Antonio Martins dividiu o discurso teatral de Azevedo em duas variantes propiciadoras de humor: a recorrência (citações latinas, uso de arcaísmos, termos populares, anexins) e a discrepância (neologismos, gírias, falares religiosos, normas lingüísticas de diferentes classes sociais). A discrepância está presente em todo o vocabulário das personagens participantes do cordão carnavalesco. A nós interessa estudar como o uso desses recursos permitiu salientar a caracterização do tipo cômico na comédia O Cordão.

2. As personagens de O Cordão.

Jean-Pierre Ryngaert ressaltou a importância do nome das personagens para identificação das mesmas: “Os discursos das personagens são reunidos sob a mesma sigla, que constitui a primeira pista de sua identidade.
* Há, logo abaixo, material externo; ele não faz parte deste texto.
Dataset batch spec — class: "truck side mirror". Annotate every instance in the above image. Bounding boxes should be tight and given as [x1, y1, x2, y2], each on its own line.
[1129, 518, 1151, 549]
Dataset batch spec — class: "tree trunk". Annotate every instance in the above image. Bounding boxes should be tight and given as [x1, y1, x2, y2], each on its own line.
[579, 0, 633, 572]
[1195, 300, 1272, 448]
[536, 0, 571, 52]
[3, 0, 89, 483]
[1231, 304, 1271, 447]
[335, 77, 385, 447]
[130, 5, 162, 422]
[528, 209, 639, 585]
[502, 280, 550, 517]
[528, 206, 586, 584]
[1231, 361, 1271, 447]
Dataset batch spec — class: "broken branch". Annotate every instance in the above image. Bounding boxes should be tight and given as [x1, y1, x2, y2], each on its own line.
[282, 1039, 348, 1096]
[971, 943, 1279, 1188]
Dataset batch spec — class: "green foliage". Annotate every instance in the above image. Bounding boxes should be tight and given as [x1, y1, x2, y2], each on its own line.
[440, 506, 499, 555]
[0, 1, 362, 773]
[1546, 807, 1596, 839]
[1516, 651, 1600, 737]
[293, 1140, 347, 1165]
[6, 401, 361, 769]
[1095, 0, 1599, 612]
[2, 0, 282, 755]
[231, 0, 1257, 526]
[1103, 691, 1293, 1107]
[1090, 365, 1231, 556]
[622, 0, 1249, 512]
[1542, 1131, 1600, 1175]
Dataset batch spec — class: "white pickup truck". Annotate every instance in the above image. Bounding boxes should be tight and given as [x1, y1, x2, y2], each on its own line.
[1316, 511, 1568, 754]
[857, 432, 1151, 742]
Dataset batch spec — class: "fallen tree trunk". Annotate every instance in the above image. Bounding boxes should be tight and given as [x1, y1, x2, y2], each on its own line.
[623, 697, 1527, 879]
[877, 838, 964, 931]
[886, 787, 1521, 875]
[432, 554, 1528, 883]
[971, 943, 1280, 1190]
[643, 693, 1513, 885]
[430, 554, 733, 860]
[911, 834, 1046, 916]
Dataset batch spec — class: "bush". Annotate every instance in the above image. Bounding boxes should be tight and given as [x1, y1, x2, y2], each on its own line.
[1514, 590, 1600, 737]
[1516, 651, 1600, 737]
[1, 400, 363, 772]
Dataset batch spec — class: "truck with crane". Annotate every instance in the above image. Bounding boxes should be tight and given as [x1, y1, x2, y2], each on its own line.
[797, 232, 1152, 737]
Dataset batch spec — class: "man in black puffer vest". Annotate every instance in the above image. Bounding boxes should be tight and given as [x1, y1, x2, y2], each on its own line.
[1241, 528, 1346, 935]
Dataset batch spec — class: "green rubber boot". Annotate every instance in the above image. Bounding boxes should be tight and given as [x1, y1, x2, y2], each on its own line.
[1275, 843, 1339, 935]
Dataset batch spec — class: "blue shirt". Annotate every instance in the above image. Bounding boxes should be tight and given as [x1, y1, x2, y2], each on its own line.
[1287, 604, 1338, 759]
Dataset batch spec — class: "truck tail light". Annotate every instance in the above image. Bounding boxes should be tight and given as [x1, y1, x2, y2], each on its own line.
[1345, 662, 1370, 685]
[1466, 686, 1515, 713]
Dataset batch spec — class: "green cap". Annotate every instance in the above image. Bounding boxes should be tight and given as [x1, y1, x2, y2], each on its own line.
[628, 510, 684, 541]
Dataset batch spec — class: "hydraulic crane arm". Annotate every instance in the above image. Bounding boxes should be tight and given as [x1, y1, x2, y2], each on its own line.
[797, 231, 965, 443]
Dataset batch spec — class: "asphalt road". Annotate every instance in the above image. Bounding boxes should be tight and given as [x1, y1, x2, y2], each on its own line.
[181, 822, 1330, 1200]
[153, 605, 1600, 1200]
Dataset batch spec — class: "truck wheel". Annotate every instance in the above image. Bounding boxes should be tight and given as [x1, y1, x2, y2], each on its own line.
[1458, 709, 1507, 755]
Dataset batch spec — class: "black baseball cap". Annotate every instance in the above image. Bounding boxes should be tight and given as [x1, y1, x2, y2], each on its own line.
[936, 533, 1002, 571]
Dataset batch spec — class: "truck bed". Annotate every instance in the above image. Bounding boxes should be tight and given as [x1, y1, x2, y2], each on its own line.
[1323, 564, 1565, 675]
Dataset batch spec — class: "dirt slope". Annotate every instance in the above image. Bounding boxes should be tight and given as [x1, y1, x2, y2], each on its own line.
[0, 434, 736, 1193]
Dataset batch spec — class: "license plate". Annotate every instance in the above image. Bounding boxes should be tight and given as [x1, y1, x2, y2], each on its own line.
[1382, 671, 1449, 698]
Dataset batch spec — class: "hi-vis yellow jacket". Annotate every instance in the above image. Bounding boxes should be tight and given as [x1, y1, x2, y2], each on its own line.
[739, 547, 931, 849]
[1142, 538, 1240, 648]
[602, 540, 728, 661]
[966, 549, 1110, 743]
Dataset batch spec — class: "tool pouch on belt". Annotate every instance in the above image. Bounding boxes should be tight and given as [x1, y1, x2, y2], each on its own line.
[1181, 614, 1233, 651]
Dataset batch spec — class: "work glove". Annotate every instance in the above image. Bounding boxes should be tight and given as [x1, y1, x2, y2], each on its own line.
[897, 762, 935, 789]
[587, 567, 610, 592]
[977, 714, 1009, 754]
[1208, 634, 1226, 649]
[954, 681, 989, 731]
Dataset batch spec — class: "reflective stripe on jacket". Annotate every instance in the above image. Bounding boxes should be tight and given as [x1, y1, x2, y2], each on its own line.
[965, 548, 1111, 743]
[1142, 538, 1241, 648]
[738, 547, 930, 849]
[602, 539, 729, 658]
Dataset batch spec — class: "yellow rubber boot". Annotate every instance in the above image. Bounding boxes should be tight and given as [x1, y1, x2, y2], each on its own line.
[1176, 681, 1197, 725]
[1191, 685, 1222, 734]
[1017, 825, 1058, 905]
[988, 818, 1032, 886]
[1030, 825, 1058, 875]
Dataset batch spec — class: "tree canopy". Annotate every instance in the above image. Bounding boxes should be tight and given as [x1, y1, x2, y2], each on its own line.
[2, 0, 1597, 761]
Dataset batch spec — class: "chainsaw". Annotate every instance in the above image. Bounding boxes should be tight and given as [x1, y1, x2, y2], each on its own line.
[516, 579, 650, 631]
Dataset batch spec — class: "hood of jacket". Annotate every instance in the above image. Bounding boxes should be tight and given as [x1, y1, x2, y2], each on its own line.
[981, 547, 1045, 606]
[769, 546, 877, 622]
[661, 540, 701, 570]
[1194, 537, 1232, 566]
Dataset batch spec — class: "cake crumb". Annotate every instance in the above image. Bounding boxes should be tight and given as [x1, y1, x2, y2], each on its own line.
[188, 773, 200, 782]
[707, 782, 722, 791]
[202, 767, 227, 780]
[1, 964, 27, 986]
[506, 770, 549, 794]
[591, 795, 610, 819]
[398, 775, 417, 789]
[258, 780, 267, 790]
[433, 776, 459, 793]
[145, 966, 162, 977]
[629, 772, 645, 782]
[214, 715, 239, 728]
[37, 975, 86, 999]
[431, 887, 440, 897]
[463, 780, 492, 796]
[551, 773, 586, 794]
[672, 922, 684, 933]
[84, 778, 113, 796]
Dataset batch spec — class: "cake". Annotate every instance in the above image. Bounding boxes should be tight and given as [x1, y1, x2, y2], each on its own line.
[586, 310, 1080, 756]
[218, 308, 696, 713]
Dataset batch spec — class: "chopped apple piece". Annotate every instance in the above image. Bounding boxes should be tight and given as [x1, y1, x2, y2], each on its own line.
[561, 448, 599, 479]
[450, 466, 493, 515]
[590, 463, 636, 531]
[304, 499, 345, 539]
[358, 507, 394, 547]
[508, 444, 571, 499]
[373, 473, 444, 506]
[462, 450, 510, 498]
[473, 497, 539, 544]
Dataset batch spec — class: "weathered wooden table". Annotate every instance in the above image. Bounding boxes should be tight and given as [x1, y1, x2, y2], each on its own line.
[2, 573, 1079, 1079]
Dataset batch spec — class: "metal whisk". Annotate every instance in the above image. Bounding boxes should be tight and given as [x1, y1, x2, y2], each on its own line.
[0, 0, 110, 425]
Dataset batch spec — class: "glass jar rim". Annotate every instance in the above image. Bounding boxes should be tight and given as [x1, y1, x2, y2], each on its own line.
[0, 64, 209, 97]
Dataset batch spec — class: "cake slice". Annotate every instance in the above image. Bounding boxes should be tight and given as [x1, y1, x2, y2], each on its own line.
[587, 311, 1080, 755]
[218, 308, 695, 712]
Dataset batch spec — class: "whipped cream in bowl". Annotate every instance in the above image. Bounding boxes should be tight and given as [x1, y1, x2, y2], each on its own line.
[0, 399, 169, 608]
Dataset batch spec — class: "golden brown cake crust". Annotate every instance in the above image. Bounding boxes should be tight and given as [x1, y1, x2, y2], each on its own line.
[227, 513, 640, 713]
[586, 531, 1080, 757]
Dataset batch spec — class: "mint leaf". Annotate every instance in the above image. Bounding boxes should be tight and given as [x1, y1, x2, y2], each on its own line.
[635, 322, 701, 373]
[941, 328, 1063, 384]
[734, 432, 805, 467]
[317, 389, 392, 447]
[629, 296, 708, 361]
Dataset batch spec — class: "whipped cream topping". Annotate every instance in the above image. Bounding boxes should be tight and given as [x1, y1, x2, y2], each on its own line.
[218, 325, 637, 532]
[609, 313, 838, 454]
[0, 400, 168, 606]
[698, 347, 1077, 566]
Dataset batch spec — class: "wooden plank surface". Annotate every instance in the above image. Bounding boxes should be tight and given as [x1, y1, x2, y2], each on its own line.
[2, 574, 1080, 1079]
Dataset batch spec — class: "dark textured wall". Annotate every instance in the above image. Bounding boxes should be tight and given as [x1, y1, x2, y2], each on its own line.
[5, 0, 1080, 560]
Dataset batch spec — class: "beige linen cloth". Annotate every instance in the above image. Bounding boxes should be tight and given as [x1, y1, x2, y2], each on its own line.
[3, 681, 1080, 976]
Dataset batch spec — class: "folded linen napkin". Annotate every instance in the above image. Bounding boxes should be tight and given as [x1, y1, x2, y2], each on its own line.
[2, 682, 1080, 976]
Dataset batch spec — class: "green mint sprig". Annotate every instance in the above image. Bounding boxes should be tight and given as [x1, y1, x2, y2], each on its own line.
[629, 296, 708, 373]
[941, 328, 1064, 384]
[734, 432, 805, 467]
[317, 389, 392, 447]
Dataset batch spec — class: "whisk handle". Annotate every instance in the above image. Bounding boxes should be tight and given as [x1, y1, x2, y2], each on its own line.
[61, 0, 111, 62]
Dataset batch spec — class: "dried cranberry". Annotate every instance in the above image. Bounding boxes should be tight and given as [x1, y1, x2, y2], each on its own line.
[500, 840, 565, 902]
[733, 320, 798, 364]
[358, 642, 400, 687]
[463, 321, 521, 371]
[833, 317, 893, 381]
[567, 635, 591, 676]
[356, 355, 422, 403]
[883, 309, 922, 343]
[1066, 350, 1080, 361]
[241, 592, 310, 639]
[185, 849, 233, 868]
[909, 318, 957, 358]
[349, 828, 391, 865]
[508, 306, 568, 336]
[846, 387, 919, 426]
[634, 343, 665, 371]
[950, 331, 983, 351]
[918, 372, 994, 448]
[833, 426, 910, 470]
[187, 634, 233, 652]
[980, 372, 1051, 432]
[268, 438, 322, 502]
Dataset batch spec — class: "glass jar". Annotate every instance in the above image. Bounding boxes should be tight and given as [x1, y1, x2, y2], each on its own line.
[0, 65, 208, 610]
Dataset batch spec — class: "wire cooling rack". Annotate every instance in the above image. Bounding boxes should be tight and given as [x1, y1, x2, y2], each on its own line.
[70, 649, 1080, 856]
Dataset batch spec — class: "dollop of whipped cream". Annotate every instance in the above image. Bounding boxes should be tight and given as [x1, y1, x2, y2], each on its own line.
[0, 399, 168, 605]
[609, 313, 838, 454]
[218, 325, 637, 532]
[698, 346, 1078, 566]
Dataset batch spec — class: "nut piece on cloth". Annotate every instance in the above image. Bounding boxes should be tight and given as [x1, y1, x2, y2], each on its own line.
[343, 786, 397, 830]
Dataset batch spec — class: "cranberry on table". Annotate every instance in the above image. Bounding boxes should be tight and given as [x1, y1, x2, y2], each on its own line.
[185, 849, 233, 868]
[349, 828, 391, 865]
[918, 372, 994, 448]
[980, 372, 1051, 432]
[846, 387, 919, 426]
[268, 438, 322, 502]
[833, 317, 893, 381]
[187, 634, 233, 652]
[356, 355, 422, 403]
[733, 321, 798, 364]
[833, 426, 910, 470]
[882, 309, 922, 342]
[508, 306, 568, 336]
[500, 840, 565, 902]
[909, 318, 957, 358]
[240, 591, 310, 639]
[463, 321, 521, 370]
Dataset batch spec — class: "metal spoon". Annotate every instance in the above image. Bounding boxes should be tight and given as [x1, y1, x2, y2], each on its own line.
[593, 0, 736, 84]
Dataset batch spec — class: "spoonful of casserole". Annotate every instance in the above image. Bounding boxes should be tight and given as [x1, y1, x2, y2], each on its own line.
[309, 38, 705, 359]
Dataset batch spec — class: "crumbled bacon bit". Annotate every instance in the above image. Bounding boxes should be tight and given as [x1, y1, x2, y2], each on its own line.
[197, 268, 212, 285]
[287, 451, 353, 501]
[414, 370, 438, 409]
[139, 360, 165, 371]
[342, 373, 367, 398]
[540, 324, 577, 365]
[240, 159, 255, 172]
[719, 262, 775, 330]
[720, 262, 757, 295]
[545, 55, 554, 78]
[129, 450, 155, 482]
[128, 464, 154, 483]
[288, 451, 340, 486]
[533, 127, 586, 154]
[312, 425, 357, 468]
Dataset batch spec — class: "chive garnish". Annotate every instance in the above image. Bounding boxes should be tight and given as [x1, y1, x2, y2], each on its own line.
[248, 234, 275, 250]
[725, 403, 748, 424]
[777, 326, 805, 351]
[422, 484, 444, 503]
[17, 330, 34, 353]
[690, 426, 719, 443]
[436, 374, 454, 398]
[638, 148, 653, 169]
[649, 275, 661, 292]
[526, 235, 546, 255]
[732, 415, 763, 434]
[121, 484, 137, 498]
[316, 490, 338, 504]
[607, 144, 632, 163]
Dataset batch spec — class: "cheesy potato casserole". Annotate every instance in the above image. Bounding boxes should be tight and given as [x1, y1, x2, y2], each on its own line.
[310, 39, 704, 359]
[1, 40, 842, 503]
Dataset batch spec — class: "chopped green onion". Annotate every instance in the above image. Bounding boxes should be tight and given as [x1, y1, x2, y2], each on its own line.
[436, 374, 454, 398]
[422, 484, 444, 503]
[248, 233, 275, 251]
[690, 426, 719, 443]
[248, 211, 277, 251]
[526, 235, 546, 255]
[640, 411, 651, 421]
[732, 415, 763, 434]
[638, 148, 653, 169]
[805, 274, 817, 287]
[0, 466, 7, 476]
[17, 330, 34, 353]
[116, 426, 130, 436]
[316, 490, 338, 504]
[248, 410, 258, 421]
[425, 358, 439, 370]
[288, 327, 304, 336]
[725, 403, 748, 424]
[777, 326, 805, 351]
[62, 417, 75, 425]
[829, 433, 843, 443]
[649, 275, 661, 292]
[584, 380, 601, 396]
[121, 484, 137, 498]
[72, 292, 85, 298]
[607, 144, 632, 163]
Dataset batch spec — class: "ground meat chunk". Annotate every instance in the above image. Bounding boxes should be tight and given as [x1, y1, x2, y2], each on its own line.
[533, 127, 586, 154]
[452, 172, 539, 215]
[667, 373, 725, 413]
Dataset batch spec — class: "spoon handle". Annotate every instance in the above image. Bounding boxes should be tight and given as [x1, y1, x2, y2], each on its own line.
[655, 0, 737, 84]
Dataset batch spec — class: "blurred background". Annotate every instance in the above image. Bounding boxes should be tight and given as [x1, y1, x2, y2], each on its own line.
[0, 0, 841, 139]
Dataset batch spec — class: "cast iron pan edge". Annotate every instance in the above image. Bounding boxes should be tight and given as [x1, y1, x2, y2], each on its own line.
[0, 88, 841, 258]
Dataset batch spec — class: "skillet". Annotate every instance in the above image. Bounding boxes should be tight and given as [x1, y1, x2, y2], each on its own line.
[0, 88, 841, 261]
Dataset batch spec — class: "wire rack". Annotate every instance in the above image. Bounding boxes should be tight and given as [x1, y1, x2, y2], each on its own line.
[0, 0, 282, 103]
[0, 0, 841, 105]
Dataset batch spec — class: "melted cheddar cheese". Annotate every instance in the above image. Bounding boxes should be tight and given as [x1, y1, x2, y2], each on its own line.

Os nomes atribuídos às personagens são uma indicação importante...”[8] A didascália de O Cordão nos fornece, além dos nomes, uma pequena descrição que imediatamente remete aos tipos encontrados no decorrer da peça. 

A divisão entre os dois núcleos citados (que nomearei arbitrariamente de “núcleo do cordão” e “núcleo da sociedade”) se faz perceber, de imediato, através dos nomes das personagens atribuídos pelo autor. Temos, na ordem de citação do texto, que é a ordem de entrada em cena:

Alfredo, namorado de Florinda.

Gastão, namorado de Rosa.

(São os tipos de rapazes enamorados, que fazem o possível para se casarem com as moças de quem gostam).

Remígio, praça reformado do Exército.

(O pai das moças possui boa parte de seu discurso cômico voltada para as descrições de suas proezas – falsas – realizadas quando soldado).

Florinda, filha de Remígio.

Rosa, irmã de Florinda.

(São as “ingênuas”, moças bem educadas, a despeito do pai fanfarrão, que desejam a vida honesta ao lado dos rapazes que escolheram para maridos).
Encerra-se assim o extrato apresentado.